Наш Современник, 2005 № 03 | страница 15



— Ты счастлив, Пашенька?

Паша вскочил и, зажав рот рукой, кинулся к двери (не та!), к другой, попал наконец в ванную… Там его продолжительно и неудержимо рвало над раковиной. Потом он рыдал, умывался и полоскал рот холодной водой, мутной от хлорки.

— В ванной чисто? — беспокойно и грубо поинтересовалась голая бесстыдница, когда Паша вышел.

Он кивнул и увидел, что ногти у нее на ногах крашены красным лаком; вновь резко затошнило. Паша внезапно понял, что наг, и устыдился, но прикрыться рукой показалось ему слишком пошлым, и он повернулся боком к женщине, своей ровеснице.

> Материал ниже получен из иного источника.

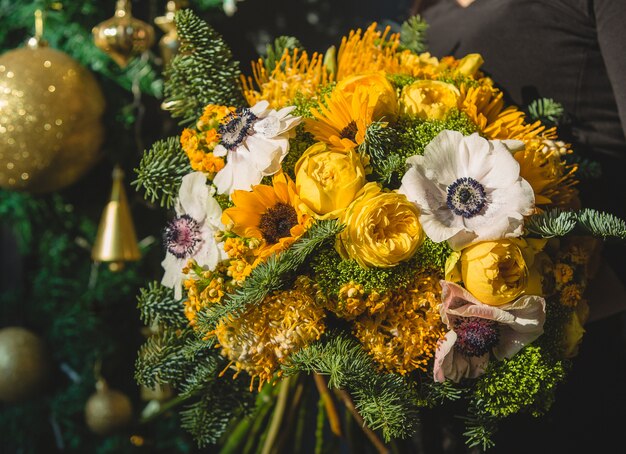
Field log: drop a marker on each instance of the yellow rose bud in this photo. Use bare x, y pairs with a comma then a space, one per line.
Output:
381, 94
381, 229
328, 181
495, 272
429, 99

— Ты вроде и пил-то мало… — произнесла та почти задумчиво и, хмыкнув, шлепнула его по заднице. — Ладно, для первого раза ничего!

И, на мгновение обняв трясущегося Пашу, проскользнула в ванную и неплотно прикрыла дверь, будто приглашая подглядывать в щелочку. Струя воды звонко ударилась об эмаль. А Паша вдруг ощутил какое-то сладостно-тягучее чувство от мерзости произошедшего, и это чувство плавно переродилось в похоть. Пашин рассудок, уже давно бездействовавший, почему-то ожил и сильно заинтересовался сходной сущностью омерзения и похоти, но истерически спокойные и весьма абстрактные мысли прервались.

— Ты в монастырь-то как — не раздумал идти? — донесся издевательский женский голос, а затем и смех.

Паше захотелось убить гадину, но он лишь заплакал, судорожно оделся и выбежал в душные летние сумерки.

«Почему?! — оглушительно думал он, пробегая квартал за кварталом. — Что же это?.. А как же мама, монастырь, я?..».

Задыхаясь, Паша взобрался по лестнице на четвертый этаж и трижды ударил по звонку кулаком.

— Пожар, что ли? — недовольно пробормотала соседка по коммуналке, открывая дверь. — Мама твоя в магазин ушла.

«Спасибо!» — мысленно поблагодарил кого-то Паша и прошел в комнату. Первым делом он корявым почерком написал записку («Прости меня») и положил ее на мамино Евангелие. Вторым делом он открыл окно и хотел было перекреститься, но не стал, словно побоялся, что исчезнет. Третьим делом он вскарабкался на подоконник, задержал дыхание, как перед прыжком в воду, и выбросился.

* * *

Дядя Паша тихо и жалобно скулил, стиснув уши ладонями с оттопыренными, дрожащими пальцами.

— Что ты? — встревоженно спросил человек в дубленке, и, судя по всему, спрашивал он уже не в первый раз.

— Смех!.. — с мукой ответил дядя Паша.

— Какой смех? Нет уже никакого смеха, а парочка на той остановке вышла… Сам послушай.

Дядя Паша отчетливо слышал негромкий голос собеседника даже сквозь притиснутые к ушам ладони, а смех — как внутренний, так и внешний — и впрямь исчез. Осторожно, недоверчиво, всё еще страшась ошибиться, выпустил голову из рук, резко схватился за нее вновь, будто боясь, что она упадет без поддержки, а затем отпустил окончательно: кошмар действительно миновал. Перестав скулить, дядя Паша желтыми обкусанными ногтями содрал тонкую наледь с продышанного оконца во внешний мир и торопливо посмотрел туда. Как и ожидал, он вновь увидел крупную, нежную, чуть грустную звезду и почему-то мгновенно успокоился. Казалось, что звезда неспешно следует за троллейбусом.